[Paroles de citoyens] « On reste des viandards, mais... »

La consommation de viande interroge de plus en plus nos concitoyens. Franciliens, Emmanuelle, Olivier et Christian assument leur statut de carnivore. Mais leur consommation, leur regard et leurs exigences changent. Et les enfants adolescents sont tentés par le végétarisme.

On les a surpris dans le pavillon 3, le temple des produits du terroir. Rien de répréhensible, évidemment. Tous les produits exposés sont bien évidemment licites, cela va sans dire et beaucoup d'entre eux sont en prime estampillés d'une fameuse feuille de chêne, teintée de bronze, d'argent ou d'or, témoignant d'une récompense au Concours général de l'agriculture. Et c'est précisément le logo de la médaille d'argent qui a retenu l'attention de nos visiteurs sur le stand de la Ferme Elizaldia, basée au pays Basque, spécialisée dans l'élevage et la transformation de porc en jambons (IGP Bayonne) et autres saucissons. On nous invite très vite à déguster le jambon sec. Le verdict tombe aussi vite (et sec)  : « excellent ». Mais est-ce sociétalement correct de consommer du cochon, à l'heure où la viande est associée à la maltraitance animale, à la pollution et à l'épuisement de la ressource en eau, au détournement de protéines végétales et à des risques pathologiques tels que cancer ou maladies cardio-vasculaires. « On reste des viandards », assume Olivier.

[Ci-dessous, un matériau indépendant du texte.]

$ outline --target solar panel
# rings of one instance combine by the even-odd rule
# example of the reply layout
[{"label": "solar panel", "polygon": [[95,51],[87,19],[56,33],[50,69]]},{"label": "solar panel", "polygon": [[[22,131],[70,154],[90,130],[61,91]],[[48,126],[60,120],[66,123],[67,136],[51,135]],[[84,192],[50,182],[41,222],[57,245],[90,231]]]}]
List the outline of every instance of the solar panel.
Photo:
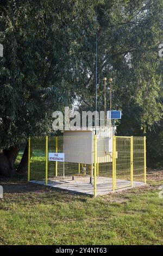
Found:
[{"label": "solar panel", "polygon": [[121,119],[122,111],[114,110],[107,111],[108,119]]}]

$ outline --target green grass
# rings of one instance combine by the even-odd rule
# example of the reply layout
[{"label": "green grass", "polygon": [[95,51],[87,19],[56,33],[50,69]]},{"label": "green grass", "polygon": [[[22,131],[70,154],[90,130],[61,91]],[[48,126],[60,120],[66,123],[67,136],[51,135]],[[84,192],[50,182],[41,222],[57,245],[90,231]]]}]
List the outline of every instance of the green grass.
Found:
[{"label": "green grass", "polygon": [[162,245],[162,172],[150,186],[95,199],[1,180],[1,245]]}]

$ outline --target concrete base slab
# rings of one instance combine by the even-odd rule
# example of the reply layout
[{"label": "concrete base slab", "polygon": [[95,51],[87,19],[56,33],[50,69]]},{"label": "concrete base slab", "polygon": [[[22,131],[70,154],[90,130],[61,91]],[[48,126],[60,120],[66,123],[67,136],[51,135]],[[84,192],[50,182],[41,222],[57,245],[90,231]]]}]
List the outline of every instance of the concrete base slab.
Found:
[{"label": "concrete base slab", "polygon": [[[32,182],[45,185],[45,180]],[[144,186],[145,184],[140,181],[134,181],[134,187]],[[55,179],[49,179],[47,186],[60,188],[72,193],[84,194],[93,196],[93,184],[90,183],[90,176],[75,176],[66,177],[64,180],[61,177]],[[130,181],[125,180],[116,179],[116,191],[131,188]],[[107,177],[97,177],[97,196],[102,196],[112,192],[112,179]]]}]

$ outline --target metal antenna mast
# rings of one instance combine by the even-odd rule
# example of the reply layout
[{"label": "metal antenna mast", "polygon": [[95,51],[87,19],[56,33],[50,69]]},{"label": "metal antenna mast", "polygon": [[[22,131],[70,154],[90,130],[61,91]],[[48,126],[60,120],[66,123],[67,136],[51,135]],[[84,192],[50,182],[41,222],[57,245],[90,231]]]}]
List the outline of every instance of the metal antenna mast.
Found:
[{"label": "metal antenna mast", "polygon": [[[96,16],[97,21],[97,7],[96,7]],[[95,135],[96,135],[97,130],[97,29],[96,30],[96,79],[95,79]]]}]

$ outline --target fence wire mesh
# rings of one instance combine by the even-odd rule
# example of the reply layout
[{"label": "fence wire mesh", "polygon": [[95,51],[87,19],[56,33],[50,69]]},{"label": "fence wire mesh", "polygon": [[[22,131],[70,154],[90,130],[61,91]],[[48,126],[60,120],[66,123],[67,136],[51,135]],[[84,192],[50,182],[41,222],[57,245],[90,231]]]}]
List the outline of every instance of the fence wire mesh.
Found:
[{"label": "fence wire mesh", "polygon": [[144,181],[145,149],[144,138],[133,137],[133,173],[134,180]]}]

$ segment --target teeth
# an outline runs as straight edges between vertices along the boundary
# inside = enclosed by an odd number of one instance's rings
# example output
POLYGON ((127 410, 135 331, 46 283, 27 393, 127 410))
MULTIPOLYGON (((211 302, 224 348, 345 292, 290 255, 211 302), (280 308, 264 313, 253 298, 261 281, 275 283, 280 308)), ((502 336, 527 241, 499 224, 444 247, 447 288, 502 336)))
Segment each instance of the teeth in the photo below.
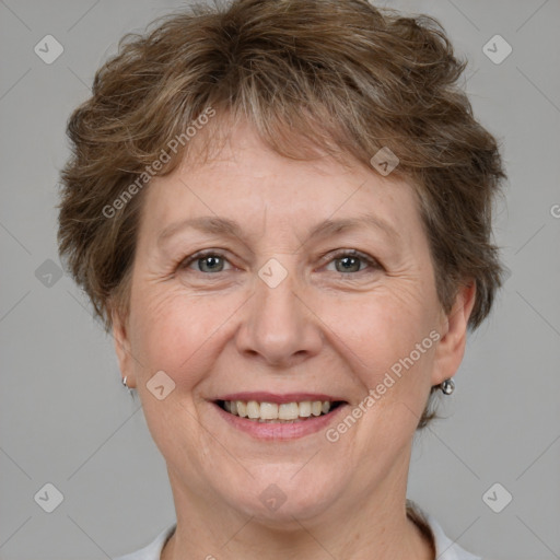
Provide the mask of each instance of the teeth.
POLYGON ((249 400, 224 400, 224 408, 228 412, 249 418, 260 422, 270 420, 294 421, 300 418, 310 418, 313 416, 326 415, 331 407, 328 400, 304 400, 302 402, 257 402, 249 400))

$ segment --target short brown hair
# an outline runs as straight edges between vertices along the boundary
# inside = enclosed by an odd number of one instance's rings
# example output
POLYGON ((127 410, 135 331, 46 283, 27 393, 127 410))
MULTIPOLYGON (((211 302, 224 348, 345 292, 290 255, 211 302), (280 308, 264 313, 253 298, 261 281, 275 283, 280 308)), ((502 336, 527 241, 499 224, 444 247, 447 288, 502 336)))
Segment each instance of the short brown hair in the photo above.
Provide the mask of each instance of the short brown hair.
MULTIPOLYGON (((208 107, 224 127, 248 119, 287 158, 371 165, 389 149, 418 196, 442 307, 474 281, 469 328, 480 325, 502 283, 491 215, 505 173, 457 86, 467 62, 436 20, 365 0, 235 0, 152 25, 122 37, 68 122, 59 250, 107 329, 112 306, 127 310, 142 200, 122 196, 208 107)), ((182 142, 159 175, 188 151, 182 142)))

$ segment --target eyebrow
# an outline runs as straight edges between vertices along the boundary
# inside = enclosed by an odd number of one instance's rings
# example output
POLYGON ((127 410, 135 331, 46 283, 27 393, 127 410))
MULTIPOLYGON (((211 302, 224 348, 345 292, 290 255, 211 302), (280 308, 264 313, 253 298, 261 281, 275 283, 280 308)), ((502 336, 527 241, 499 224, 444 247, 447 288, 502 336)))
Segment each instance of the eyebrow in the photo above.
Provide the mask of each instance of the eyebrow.
MULTIPOLYGON (((312 228, 304 243, 314 238, 329 237, 361 228, 378 230, 390 240, 400 241, 398 231, 382 218, 374 214, 359 214, 355 218, 342 218, 338 220, 327 219, 319 222, 312 228)), ((160 245, 176 233, 188 229, 198 230, 202 233, 213 235, 245 240, 243 229, 237 222, 217 215, 201 215, 167 225, 158 236, 158 244, 160 245)))

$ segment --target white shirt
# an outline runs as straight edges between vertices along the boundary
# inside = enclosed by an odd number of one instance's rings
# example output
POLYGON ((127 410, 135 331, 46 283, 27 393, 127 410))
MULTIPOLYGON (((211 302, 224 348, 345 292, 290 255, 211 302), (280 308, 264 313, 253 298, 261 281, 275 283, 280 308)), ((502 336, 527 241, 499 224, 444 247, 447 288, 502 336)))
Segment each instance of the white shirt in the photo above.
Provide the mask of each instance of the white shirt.
MULTIPOLYGON (((410 500, 409 500, 410 503, 410 500)), ((435 544, 435 558, 438 560, 482 560, 481 557, 471 555, 450 537, 447 537, 441 527, 441 525, 433 518, 432 515, 421 510, 417 504, 413 504, 417 512, 423 517, 425 524, 432 532, 433 541, 435 544)), ((167 539, 173 535, 176 525, 173 524, 171 527, 162 530, 155 540, 150 542, 145 548, 132 552, 130 555, 120 556, 115 560, 160 560, 163 547, 167 539)))

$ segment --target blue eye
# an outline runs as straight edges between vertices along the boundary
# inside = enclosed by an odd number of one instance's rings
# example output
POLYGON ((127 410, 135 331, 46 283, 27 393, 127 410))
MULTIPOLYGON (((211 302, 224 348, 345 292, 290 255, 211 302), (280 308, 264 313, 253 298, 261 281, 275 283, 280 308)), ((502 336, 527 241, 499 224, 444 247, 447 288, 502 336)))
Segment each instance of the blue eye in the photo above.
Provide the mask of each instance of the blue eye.
POLYGON ((368 268, 368 266, 372 269, 381 268, 380 264, 375 259, 353 249, 341 250, 335 254, 335 256, 328 261, 329 265, 331 262, 335 262, 336 271, 342 275, 347 275, 349 272, 362 272, 364 268, 368 268), (337 261, 340 262, 340 267, 336 266, 337 261), (366 266, 364 268, 360 268, 361 262, 365 262, 366 266), (357 266, 358 268, 355 268, 357 266))
MULTIPOLYGON (((194 262, 198 266, 198 270, 195 269, 197 272, 211 275, 226 271, 224 264, 230 261, 218 250, 203 250, 195 253, 180 261, 178 268, 182 270, 188 269, 194 262)), ((347 276, 352 276, 352 272, 363 272, 366 268, 372 270, 382 268, 373 257, 354 249, 339 250, 330 257, 327 264, 330 265, 331 262, 335 262, 336 272, 347 276), (340 266, 337 266, 337 261, 340 262, 340 266), (363 264, 365 264, 364 267, 362 267, 363 264)))
POLYGON ((228 259, 215 250, 207 250, 201 253, 195 253, 187 259, 183 260, 179 265, 180 268, 188 268, 192 262, 197 262, 200 265, 200 269, 197 272, 223 272, 223 262, 228 259), (220 266, 220 261, 221 265, 220 266), (203 268, 207 267, 207 270, 203 268))

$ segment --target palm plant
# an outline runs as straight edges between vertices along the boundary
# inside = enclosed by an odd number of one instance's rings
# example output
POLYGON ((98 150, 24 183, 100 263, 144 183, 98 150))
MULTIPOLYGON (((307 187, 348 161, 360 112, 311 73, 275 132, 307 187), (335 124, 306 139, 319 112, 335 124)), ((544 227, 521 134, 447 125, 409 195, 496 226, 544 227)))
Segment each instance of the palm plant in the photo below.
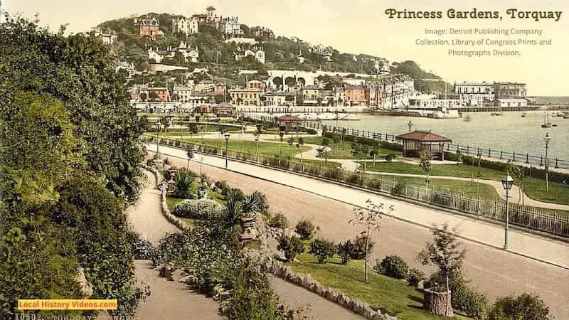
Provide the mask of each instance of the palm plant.
MULTIPOLYGON (((249 208, 248 208, 248 210, 249 208)), ((235 231, 235 226, 239 223, 240 219, 244 215, 243 203, 237 197, 237 193, 234 190, 228 192, 225 208, 223 210, 225 223, 231 231, 235 231)))
POLYGON ((191 185, 194 178, 195 177, 190 174, 188 170, 179 170, 176 174, 174 195, 184 199, 193 199, 194 195, 191 193, 191 185))

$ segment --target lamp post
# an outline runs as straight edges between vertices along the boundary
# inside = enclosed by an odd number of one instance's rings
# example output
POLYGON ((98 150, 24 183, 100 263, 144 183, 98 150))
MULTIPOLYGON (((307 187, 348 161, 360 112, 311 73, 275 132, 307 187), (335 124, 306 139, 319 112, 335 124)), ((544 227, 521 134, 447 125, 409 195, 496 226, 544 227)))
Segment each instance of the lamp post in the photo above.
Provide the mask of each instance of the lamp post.
POLYGON ((259 134, 255 135, 255 142, 257 144, 257 163, 259 163, 259 134))
POLYGON ((506 228, 504 233, 504 250, 508 250, 508 228, 510 224, 510 216, 508 215, 508 199, 509 198, 509 191, 514 185, 514 179, 510 176, 509 174, 506 174, 506 176, 502 178, 502 186, 506 191, 506 228))
POLYGON ((225 132, 223 134, 223 137, 225 138, 225 169, 227 169, 227 145, 229 143, 229 137, 231 134, 229 134, 229 132, 225 132))
POLYGON ((546 142, 546 192, 549 192, 549 159, 547 157, 547 149, 549 146, 549 140, 551 139, 551 137, 549 137, 549 133, 546 133, 546 137, 543 138, 543 141, 546 142))
POLYGON ((154 127, 156 128, 156 158, 160 159, 160 151, 158 149, 158 146, 159 144, 159 141, 158 141, 159 138, 159 131, 160 130, 160 122, 154 122, 154 127))

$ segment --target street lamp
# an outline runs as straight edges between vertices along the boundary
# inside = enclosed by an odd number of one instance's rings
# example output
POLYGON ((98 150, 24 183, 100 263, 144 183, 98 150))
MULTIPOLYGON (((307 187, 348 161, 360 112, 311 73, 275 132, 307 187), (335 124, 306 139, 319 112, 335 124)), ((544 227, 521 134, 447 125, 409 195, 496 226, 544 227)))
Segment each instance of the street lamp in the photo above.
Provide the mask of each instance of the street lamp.
POLYGON ((508 228, 510 224, 510 217, 508 215, 508 199, 509 198, 509 191, 514 185, 514 179, 510 176, 509 174, 506 174, 506 176, 502 178, 502 186, 504 190, 506 190, 506 228, 504 230, 504 250, 508 250, 508 228))
POLYGON ((547 158, 547 149, 549 146, 549 140, 551 139, 551 137, 549 137, 549 133, 546 133, 546 137, 543 138, 543 141, 546 142, 546 192, 549 192, 549 160, 547 158))
POLYGON ((160 159, 160 151, 158 149, 158 146, 160 142, 159 141, 158 141, 158 139, 159 139, 159 132, 160 130, 160 122, 154 122, 154 127, 156 128, 156 158, 160 159))
POLYGON ((229 143, 229 137, 231 134, 229 132, 225 132, 223 134, 223 137, 225 138, 225 169, 227 169, 227 145, 229 143))
POLYGON ((259 163, 259 134, 255 135, 255 142, 257 143, 257 163, 259 163))

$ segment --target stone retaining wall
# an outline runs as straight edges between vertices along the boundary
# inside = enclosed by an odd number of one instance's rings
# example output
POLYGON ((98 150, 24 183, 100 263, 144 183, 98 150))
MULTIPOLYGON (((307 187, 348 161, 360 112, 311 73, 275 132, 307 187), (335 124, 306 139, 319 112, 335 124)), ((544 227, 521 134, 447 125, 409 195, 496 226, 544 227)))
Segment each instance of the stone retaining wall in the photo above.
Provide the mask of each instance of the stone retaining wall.
POLYGON ((148 166, 146 164, 143 164, 142 167, 154 174, 154 176, 156 176, 156 184, 159 186, 158 188, 160 189, 161 197, 162 199, 161 201, 162 214, 164 215, 164 216, 166 217, 166 219, 168 219, 169 221, 170 221, 171 223, 173 223, 174 225, 179 228, 181 230, 188 229, 189 227, 185 222, 179 219, 178 217, 176 217, 176 215, 171 214, 170 213, 170 210, 168 209, 168 203, 166 202, 167 186, 165 183, 161 181, 162 177, 160 176, 160 173, 156 169, 148 166))
POLYGON ((366 319, 371 320, 396 320, 397 317, 382 314, 380 310, 375 311, 369 306, 358 299, 351 299, 341 292, 324 287, 312 279, 310 274, 296 273, 290 268, 285 266, 280 261, 275 260, 267 257, 261 265, 261 267, 267 272, 288 281, 289 282, 302 287, 311 292, 319 294, 332 302, 336 303, 344 308, 351 310, 366 319))

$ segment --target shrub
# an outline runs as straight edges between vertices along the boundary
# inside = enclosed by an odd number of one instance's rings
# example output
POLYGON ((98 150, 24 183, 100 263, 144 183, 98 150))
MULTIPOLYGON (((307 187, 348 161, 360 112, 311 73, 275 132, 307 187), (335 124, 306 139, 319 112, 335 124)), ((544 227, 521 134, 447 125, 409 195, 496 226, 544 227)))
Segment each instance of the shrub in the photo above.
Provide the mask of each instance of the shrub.
POLYGON ((336 253, 336 246, 333 242, 326 240, 316 239, 310 243, 310 250, 308 253, 316 255, 318 262, 326 262, 326 260, 334 257, 336 253))
POLYGON ((378 260, 373 269, 382 274, 397 279, 407 279, 409 266, 398 255, 388 255, 381 262, 378 260))
POLYGON ((295 231, 302 240, 310 240, 314 235, 316 227, 307 220, 301 220, 297 223, 295 231))
MULTIPOLYGON (((366 257, 366 235, 358 235, 356 237, 356 240, 353 240, 353 250, 352 250, 350 255, 352 259, 358 260, 366 257)), ((369 243, 368 243, 368 254, 371 252, 375 244, 373 241, 369 240, 369 243)))
POLYGON ((524 293, 517 297, 509 296, 498 298, 490 309, 488 319, 542 320, 552 317, 549 314, 549 307, 541 298, 536 294, 524 293))
POLYGON ((223 210, 223 207, 213 200, 184 200, 174 206, 172 214, 183 218, 205 219, 223 210))
POLYGON ((287 260, 292 261, 297 255, 304 252, 304 245, 298 237, 283 235, 279 240, 277 250, 284 252, 284 257, 287 258, 287 260))
POLYGON ((353 251, 353 243, 348 240, 338 245, 338 255, 342 260, 342 265, 346 265, 351 260, 351 253, 353 251))
POLYGON ((411 268, 407 272, 407 282, 410 286, 417 287, 420 281, 425 280, 426 277, 421 271, 411 268))
POLYGON ((229 185, 227 184, 225 181, 216 181, 216 188, 217 188, 223 196, 227 196, 227 193, 229 191, 229 185))
POLYGON ((284 229, 289 226, 289 220, 282 213, 277 213, 269 220, 269 226, 284 229))

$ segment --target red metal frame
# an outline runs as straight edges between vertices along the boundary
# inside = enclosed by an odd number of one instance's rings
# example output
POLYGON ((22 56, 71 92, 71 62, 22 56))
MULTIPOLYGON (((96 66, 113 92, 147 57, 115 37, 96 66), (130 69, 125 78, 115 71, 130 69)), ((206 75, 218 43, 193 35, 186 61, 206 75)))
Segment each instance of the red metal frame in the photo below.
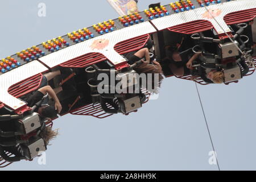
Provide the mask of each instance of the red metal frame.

Le bien-être animal, une ligne rouge trans-générationnelle

Deux caddies en bout de bras, Olivier et Emmanuelle sont venus faire leur marché au Salon, en quasi-voisins, domiciliés qu'ils sont à Vitry-sur-Seine (Val-de-Marne) pour le couple quadragénaire et en Seine-et-Marne pour le père d'Olivier, Christian. Ce dernier, carnivore assumé lui aussi, n'est pas insensible à la question du bien-être animal « On ne peut pas tolérer des pratiques telles que celles que l'on voit dans les vidéos de L214 », déclare-t-il. « Je suis pour boycotter les entreprises qui ne respectent pas les animaux ».

La question du bien-être animal traverse les trois générations, Emmanuelle et Olivier étant parents de trois adolescents. « Nous sommes tous sensibles à cette cause », explique Emmanuelle. « Et si je ne privilégie pas le bio ou d'autres labels dans mes achats, je suis en revanche demandeuse d'informations et d'assurance quant au respect des conditions de vie et d'abattage des animaux ».

Cette exigence et cette sensibilité sont particulièrement fortes chez les trois adolescents. « Mes deux filles mangent de moins en moins de viande et tendraient à devenir végétariennes », explique leur maman. « J'essaie de faire en sorte que leur alimentation soit diversifiée et que leurs choix n'engendrent pas de carence ».

« Pas tous les jours, mais jusqu'à la fin de mes jours »

Le couple affirme consentir à payer plus cher des produits carnés leur donnant toutes les garanties en terme de bien-être animal. Autre critère d'achat : le modèle agricole, même s'ils ne l'expriment pas ainsi. Depuis quelques années, ils bannissent les produits qu'ils soupçonnent provenir d'élevages en batterie. Au prix parfois de certaines contorsions, s'agissant du foie gras par exemple. « Oui mais là c'est culturel », se dédouane Olivier. « Et puis les parents de mon épouse habitent dans le Périgord ». Imparable.

La famille privilégie les achats en circuits courts dès que la possibilité s'offre à eux. « Plus que des logos AB ou label Rouge, je suis sensible au côté artisanal de production et de fabrication », avoue Emmanuelle. « Il faut conserver des petites exploitations ». Et la viande artificielle ? « N'y pensez pas », rétorque Olivier. « Mais on a goûté des biscuits apéritifs à base d'insectes ».

Emmanuelle et Olivier reconnaissent consommer moins de viande que par le passé. « C'est aussi pour garder la ligne », poursuit le père de famille. « Je ne mange pas de la viande tous les jours mais je pense que j'en mangerai jusqu'à la fin de mes jours », conclut Olivier.